Abstract

Iron Formulations for the Treatment of Iron Deficiency Anemia in Patients with Inflammatory Bowel Disease: A Cost-Effectiveness Analysis in Switzerland

Adv Ther. 2020 Nov 20. doi: 10.1007/s12325-020-01553-1. Online ahead of print.

Aysegül Aksan 1 2, Alain Schoepfer 3, Pascal Juillerat 4, Stephan Vavricka 5, Miguel Bettencourt 6, Antonio Ramirez de Arellano 7, Simona Gavata 8, Neige Morin 6, William J Valentine 9, Barnaby Hunt 9

 
     

Author information

  • 1Interdisciplinary Crohn Colitis Centre, Rhein-Main, Frankfurt/Main, Germany.
  • 2Justus-Liebig University, Giessen, Germany.
  • 3Division of Gastroenterology and Hepatology, Centre Hospitalier Universitaire de Lausanne and University of Lausanne, Lausanne, Switzerland.
  • 4Gastroenterology, Clinic of Visceral Surgery and Medicine, Bern University Hospital, Bern, Switzerland.
  • 5Zentrum für Gastroenterologie und Hepatologie, Zürich, Switzerland.
  • 6Vifor Pharma Group, Villars-sur-Glâne, Switzerland.
  • 7Vifor Pharma Group, Glattbrugg, Switzerland. antonio.ramirez@viforpharma.com.
  • 8Vifor Pharma Group, Glattbrugg, Switzerland.
  • 9Ossian Health Economics and Communications, Basel, Switzerland.

Abstract

Introduction: Iron deficiency anemia (IDA) is a common complication of inflammatory bowel disease (IBD) and can result in reduced quality of life and increased healthcare costs. IDA is treated with iron supplementation, either with oral iron therapy (OI) or intravenous iron formulations, including ferric carboxymaltose (FCM), iron isomaltoside 1000 (IIM), and iron sucrose (IS). This analysis compared the cost-effectiveness of FCM versus IIM, IS, and OI in terms of additional cost per additional responder in Switzerland.
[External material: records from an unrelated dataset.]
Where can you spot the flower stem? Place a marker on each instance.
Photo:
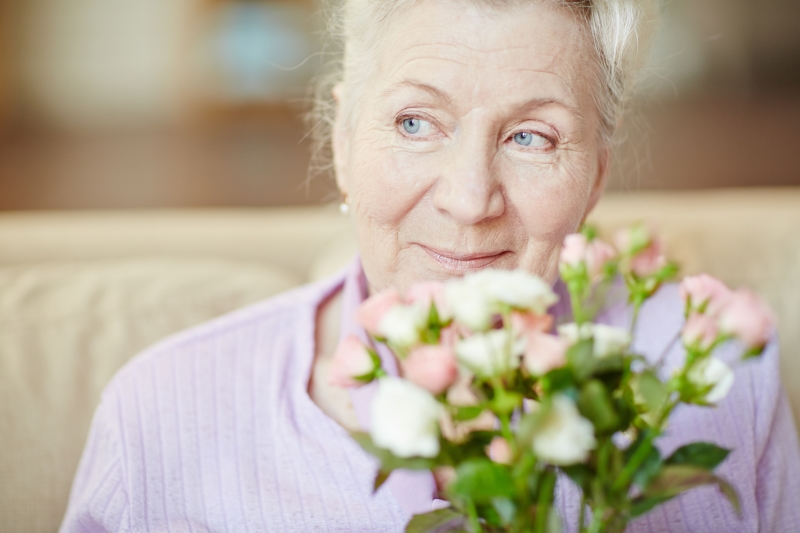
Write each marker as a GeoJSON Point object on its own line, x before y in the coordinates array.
{"type": "Point", "coordinates": [472, 515]}
{"type": "Point", "coordinates": [633, 465]}
{"type": "Point", "coordinates": [545, 500]}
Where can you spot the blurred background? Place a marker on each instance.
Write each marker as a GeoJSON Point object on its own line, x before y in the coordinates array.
{"type": "Point", "coordinates": [174, 103]}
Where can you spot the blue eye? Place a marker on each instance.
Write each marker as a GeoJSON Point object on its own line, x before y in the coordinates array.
{"type": "Point", "coordinates": [411, 125]}
{"type": "Point", "coordinates": [524, 138]}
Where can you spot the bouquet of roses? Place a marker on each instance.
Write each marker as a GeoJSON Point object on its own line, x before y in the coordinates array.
{"type": "Point", "coordinates": [498, 396]}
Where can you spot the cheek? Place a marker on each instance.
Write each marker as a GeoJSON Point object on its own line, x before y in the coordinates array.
{"type": "Point", "coordinates": [552, 201]}
{"type": "Point", "coordinates": [383, 186]}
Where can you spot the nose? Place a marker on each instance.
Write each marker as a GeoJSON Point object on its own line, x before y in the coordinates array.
{"type": "Point", "coordinates": [469, 190]}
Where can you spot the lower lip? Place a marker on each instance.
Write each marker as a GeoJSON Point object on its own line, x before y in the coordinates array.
{"type": "Point", "coordinates": [451, 263]}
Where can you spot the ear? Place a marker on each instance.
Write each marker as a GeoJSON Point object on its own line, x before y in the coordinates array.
{"type": "Point", "coordinates": [340, 141]}
{"type": "Point", "coordinates": [601, 179]}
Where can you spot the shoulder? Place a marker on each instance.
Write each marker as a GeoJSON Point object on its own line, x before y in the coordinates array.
{"type": "Point", "coordinates": [218, 358]}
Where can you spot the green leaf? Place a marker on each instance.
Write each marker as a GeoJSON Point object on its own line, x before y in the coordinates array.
{"type": "Point", "coordinates": [557, 380]}
{"type": "Point", "coordinates": [439, 521]}
{"type": "Point", "coordinates": [505, 508]}
{"type": "Point", "coordinates": [703, 454]}
{"type": "Point", "coordinates": [676, 479]}
{"type": "Point", "coordinates": [481, 481]}
{"type": "Point", "coordinates": [380, 479]}
{"type": "Point", "coordinates": [506, 401]}
{"type": "Point", "coordinates": [595, 404]}
{"type": "Point", "coordinates": [649, 468]}
{"type": "Point", "coordinates": [388, 460]}
{"type": "Point", "coordinates": [649, 390]}
{"type": "Point", "coordinates": [750, 353]}
{"type": "Point", "coordinates": [607, 365]}
{"type": "Point", "coordinates": [554, 524]}
{"type": "Point", "coordinates": [580, 474]}
{"type": "Point", "coordinates": [580, 358]}
{"type": "Point", "coordinates": [468, 412]}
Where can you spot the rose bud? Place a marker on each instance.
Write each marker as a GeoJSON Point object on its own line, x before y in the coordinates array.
{"type": "Point", "coordinates": [374, 308]}
{"type": "Point", "coordinates": [405, 419]}
{"type": "Point", "coordinates": [700, 330]}
{"type": "Point", "coordinates": [711, 372]}
{"type": "Point", "coordinates": [432, 367]}
{"type": "Point", "coordinates": [525, 323]}
{"type": "Point", "coordinates": [543, 353]}
{"type": "Point", "coordinates": [500, 451]}
{"type": "Point", "coordinates": [352, 365]}
{"type": "Point", "coordinates": [704, 292]}
{"type": "Point", "coordinates": [574, 250]}
{"type": "Point", "coordinates": [423, 294]}
{"type": "Point", "coordinates": [564, 436]}
{"type": "Point", "coordinates": [745, 316]}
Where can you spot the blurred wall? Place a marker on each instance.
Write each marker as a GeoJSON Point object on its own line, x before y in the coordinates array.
{"type": "Point", "coordinates": [101, 63]}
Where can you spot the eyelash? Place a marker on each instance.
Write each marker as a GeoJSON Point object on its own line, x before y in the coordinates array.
{"type": "Point", "coordinates": [548, 138]}
{"type": "Point", "coordinates": [400, 119]}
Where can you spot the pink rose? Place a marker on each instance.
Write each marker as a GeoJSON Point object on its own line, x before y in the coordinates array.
{"type": "Point", "coordinates": [597, 255]}
{"type": "Point", "coordinates": [745, 316]}
{"type": "Point", "coordinates": [574, 250]}
{"type": "Point", "coordinates": [543, 353]}
{"type": "Point", "coordinates": [500, 451]}
{"type": "Point", "coordinates": [700, 330]}
{"type": "Point", "coordinates": [423, 294]}
{"type": "Point", "coordinates": [650, 260]}
{"type": "Point", "coordinates": [703, 291]}
{"type": "Point", "coordinates": [374, 308]}
{"type": "Point", "coordinates": [525, 323]}
{"type": "Point", "coordinates": [432, 367]}
{"type": "Point", "coordinates": [352, 364]}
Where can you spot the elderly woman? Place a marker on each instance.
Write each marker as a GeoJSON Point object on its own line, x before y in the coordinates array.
{"type": "Point", "coordinates": [467, 134]}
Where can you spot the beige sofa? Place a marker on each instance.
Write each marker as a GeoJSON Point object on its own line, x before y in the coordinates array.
{"type": "Point", "coordinates": [82, 292]}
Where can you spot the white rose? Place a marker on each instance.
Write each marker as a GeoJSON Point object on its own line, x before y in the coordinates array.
{"type": "Point", "coordinates": [515, 288]}
{"type": "Point", "coordinates": [469, 304]}
{"type": "Point", "coordinates": [565, 437]}
{"type": "Point", "coordinates": [714, 373]}
{"type": "Point", "coordinates": [402, 323]}
{"type": "Point", "coordinates": [405, 419]}
{"type": "Point", "coordinates": [608, 340]}
{"type": "Point", "coordinates": [489, 354]}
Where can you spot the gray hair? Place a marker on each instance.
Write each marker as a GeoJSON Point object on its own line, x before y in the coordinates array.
{"type": "Point", "coordinates": [620, 30]}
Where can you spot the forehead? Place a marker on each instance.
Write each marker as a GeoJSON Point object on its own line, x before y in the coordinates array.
{"type": "Point", "coordinates": [479, 53]}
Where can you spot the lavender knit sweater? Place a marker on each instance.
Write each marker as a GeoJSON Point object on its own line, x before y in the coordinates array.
{"type": "Point", "coordinates": [213, 431]}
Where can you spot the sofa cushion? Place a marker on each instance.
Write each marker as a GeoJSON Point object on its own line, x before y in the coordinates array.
{"type": "Point", "coordinates": [65, 329]}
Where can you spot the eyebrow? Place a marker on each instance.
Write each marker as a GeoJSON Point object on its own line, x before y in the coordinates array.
{"type": "Point", "coordinates": [441, 95]}
{"type": "Point", "coordinates": [430, 89]}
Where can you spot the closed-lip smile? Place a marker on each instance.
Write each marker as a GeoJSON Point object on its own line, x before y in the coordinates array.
{"type": "Point", "coordinates": [462, 262]}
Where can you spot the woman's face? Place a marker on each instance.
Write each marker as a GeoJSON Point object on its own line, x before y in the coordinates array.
{"type": "Point", "coordinates": [474, 143]}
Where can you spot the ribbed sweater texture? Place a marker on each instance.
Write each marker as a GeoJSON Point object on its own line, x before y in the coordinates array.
{"type": "Point", "coordinates": [213, 430]}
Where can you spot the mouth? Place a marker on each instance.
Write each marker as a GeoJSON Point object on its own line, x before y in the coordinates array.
{"type": "Point", "coordinates": [462, 262]}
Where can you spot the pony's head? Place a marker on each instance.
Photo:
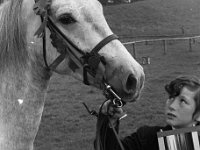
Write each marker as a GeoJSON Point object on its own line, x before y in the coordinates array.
{"type": "Point", "coordinates": [82, 22]}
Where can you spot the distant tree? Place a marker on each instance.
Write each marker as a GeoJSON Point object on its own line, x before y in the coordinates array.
{"type": "Point", "coordinates": [103, 2]}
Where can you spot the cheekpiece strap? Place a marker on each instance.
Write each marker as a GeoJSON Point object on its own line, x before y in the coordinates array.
{"type": "Point", "coordinates": [41, 8]}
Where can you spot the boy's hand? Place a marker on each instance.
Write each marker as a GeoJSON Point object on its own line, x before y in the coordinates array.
{"type": "Point", "coordinates": [114, 113]}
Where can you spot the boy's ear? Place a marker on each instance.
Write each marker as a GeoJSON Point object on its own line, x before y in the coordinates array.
{"type": "Point", "coordinates": [197, 117]}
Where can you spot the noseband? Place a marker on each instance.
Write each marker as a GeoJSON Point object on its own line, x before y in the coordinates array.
{"type": "Point", "coordinates": [89, 61]}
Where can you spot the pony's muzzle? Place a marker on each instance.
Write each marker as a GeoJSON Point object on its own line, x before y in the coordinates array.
{"type": "Point", "coordinates": [132, 86]}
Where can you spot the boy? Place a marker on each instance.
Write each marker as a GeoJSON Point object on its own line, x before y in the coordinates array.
{"type": "Point", "coordinates": [182, 110]}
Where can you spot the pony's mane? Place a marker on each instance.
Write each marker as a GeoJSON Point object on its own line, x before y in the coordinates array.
{"type": "Point", "coordinates": [13, 53]}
Methods: A health economic model was developed to assess the additional cost per additional responder, defined as normalization or an increase of at least 2 g/dL in hemoglobin levels, for FCM versus IIM, IS, and OI. To date, no single head-to-head trial comparing all therapies is available, and therefore relative efficacy data were taken from a published network meta-analysis. Costs of treatment were calculated in 2020 Swiss francs (CHF) using a microcosting approach, and included the costs of iron, healthcare professional time, and consumables. Costs are also presented in euros (EUR) based on an exchange rate of CHF 1 = EUR 0.94.

Results: Response rates with FCM, IIM, IS, and OI were 81%, 74%, 75%, and 69%, respectively, with FCM projected to be the most effective treatment. FCM was associated with cost savings of CHF 24 (EUR 23) versus IIM and of CHF 147 (EUR 138) versus IS, and increased costs by CHF 345 (EUR 324) versus OI. Therefore FCM was considered dominant versus both IIM and IS, improving clinical outcomes with cost savings. FCM was associated with an incremental cost-effectiveness ratio of CHF 2970 (EUR 2792) per additional responder versus OI.

Conclusions: FCM was projected to be the most cost-effective intravenous iron therapy in Switzerland, increasing the number of responders and leading to cost savings for healthcare payers.